Zanthus was established as a railway town during the construction of the Trans-Australian Railway. Trains arrived in 1915 mostly carrying materials to the railhead from Kalgoorlie. The 1933 Australian census recorded Zanthus as having nine dwellings and a population of 47. As at the 2021 Australian census, Zanthus had a population of zero.

In 1996 the timber station building was donated to Rail Heritage WA and relocated to the Railway Museum in Bassendean.

Passengers were stranded at Zanthus in 1948 when a train was delayed resulting from floodwaters causing washaways along the tracks between Zanthus and Kalgoorlie. Several passengers completed the journey to Kalgoorlie via a Goldfield Airways aeroplane while over 50 men worked to fix the two big washaways.

A derailment of a train occurred in 1953 when five carriages of an eastbound transcontinental express left the tracks near the town tearing up a section of the line. Repair crews worked through the night and built a deviation by the following day.

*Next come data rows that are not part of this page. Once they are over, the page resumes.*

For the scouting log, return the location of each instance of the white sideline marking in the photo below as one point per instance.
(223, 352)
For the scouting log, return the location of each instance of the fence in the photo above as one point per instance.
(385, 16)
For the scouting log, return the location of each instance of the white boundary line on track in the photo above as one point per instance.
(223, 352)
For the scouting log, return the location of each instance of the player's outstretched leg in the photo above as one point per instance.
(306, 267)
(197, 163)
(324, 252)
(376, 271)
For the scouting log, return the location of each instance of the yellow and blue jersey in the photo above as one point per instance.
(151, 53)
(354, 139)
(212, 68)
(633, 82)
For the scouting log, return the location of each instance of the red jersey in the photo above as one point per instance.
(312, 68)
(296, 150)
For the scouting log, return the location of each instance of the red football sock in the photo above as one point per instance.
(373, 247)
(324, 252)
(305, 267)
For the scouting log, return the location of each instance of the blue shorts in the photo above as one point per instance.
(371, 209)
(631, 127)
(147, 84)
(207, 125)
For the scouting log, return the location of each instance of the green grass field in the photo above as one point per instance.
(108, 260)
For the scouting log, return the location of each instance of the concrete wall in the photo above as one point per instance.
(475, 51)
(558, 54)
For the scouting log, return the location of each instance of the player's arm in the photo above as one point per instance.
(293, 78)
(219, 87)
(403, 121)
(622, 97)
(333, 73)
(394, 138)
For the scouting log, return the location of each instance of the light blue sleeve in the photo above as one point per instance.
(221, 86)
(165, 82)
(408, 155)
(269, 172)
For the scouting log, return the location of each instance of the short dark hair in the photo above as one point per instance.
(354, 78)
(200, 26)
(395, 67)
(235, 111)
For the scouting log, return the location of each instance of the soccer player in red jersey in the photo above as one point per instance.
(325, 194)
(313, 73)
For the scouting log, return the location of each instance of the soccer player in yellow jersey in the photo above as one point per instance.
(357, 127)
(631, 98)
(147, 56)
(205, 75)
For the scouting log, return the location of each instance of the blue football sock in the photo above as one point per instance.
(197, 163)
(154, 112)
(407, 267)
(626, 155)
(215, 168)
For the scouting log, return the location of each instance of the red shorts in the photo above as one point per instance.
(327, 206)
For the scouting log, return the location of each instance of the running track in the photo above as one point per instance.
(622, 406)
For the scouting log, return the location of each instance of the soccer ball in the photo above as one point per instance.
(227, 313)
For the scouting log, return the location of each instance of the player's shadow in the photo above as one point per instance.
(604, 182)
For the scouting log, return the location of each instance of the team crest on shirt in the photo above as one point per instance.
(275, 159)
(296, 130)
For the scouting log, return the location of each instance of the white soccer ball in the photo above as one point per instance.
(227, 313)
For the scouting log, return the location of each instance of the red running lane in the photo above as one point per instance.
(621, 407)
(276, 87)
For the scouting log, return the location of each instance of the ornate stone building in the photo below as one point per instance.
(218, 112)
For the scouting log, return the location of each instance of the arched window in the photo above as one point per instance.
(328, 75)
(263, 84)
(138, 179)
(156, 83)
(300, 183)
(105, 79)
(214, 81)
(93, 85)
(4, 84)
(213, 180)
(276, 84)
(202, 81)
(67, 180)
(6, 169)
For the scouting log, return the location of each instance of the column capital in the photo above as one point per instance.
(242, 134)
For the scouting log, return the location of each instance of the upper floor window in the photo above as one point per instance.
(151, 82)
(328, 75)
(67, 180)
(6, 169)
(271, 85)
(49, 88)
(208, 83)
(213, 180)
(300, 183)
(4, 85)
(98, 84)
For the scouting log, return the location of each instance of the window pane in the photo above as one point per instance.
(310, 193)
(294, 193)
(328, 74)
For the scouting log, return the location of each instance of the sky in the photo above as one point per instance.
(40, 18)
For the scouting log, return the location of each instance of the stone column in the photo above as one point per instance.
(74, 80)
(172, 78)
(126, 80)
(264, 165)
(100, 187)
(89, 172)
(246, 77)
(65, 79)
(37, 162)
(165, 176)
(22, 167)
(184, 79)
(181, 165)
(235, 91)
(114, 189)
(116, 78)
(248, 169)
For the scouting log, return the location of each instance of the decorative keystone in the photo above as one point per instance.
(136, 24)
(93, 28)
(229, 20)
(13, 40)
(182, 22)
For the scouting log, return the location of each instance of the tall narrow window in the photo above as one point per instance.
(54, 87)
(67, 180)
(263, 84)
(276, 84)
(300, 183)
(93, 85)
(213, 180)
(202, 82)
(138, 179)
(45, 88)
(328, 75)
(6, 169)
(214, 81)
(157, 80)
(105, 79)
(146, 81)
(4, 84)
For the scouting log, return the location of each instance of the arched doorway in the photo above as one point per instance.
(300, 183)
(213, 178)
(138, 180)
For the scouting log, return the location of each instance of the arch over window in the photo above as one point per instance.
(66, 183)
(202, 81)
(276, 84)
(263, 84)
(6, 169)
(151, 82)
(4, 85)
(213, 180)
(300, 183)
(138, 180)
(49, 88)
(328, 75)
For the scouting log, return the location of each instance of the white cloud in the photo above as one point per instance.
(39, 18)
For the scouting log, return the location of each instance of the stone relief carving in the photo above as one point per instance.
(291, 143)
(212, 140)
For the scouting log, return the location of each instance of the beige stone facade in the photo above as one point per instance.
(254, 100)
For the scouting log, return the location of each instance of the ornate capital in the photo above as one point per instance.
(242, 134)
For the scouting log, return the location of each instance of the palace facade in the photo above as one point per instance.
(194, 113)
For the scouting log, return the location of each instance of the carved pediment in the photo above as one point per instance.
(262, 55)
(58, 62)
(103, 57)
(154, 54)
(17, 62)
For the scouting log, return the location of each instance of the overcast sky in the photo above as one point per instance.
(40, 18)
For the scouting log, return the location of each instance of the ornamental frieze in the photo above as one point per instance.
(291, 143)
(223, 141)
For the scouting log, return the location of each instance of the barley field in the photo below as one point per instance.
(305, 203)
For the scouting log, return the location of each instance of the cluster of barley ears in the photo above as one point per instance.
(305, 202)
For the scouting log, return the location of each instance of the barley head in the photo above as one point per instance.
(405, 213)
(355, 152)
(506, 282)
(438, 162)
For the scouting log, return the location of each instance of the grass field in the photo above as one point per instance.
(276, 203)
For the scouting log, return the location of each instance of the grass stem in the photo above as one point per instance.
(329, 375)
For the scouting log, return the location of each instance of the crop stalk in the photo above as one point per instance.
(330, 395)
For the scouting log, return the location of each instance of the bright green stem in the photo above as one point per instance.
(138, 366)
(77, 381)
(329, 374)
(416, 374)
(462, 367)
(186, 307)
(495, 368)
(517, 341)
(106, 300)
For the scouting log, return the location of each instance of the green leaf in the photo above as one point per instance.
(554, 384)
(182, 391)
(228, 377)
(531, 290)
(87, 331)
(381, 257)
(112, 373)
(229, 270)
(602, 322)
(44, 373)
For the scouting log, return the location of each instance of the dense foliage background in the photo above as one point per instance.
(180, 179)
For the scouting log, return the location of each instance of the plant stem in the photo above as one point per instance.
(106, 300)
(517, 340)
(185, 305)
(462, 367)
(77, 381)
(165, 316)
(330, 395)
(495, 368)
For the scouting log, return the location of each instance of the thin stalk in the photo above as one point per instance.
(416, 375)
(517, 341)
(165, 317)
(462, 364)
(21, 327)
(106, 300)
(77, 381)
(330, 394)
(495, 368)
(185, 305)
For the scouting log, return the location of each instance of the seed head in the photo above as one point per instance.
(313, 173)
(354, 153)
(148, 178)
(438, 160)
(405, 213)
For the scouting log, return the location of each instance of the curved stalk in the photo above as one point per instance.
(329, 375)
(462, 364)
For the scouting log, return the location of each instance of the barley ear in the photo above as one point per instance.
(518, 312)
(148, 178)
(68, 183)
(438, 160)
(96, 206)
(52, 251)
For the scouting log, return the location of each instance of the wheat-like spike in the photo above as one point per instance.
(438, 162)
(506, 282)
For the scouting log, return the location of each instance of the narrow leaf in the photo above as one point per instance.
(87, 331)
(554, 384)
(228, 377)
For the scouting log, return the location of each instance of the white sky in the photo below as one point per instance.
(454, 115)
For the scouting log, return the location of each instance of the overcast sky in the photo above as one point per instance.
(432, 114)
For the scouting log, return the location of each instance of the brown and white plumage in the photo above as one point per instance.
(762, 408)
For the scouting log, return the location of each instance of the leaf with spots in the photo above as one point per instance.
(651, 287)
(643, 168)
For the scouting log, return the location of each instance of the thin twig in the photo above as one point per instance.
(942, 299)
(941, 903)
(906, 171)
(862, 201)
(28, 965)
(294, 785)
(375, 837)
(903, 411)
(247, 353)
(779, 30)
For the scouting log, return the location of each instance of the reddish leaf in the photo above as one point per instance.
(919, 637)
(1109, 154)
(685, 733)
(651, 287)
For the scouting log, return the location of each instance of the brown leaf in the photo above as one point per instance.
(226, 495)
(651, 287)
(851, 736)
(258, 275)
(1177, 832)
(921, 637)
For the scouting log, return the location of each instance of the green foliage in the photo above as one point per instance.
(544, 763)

In 1975, large amounts of rain had inundated inland Western Australia from the remnants of Cyclone Trixie. A large washaway close to Zanthus had resulted in the closure of the line. A new bridge was constructed as part of the repairs in just two weeks.

Zanthus has a crossing loop on the line. On 8 August 1999, an Indian Pacific passenger train collided with a stationary freight train.

The locality also has notoriety due to its position in place name lists of Western Australia.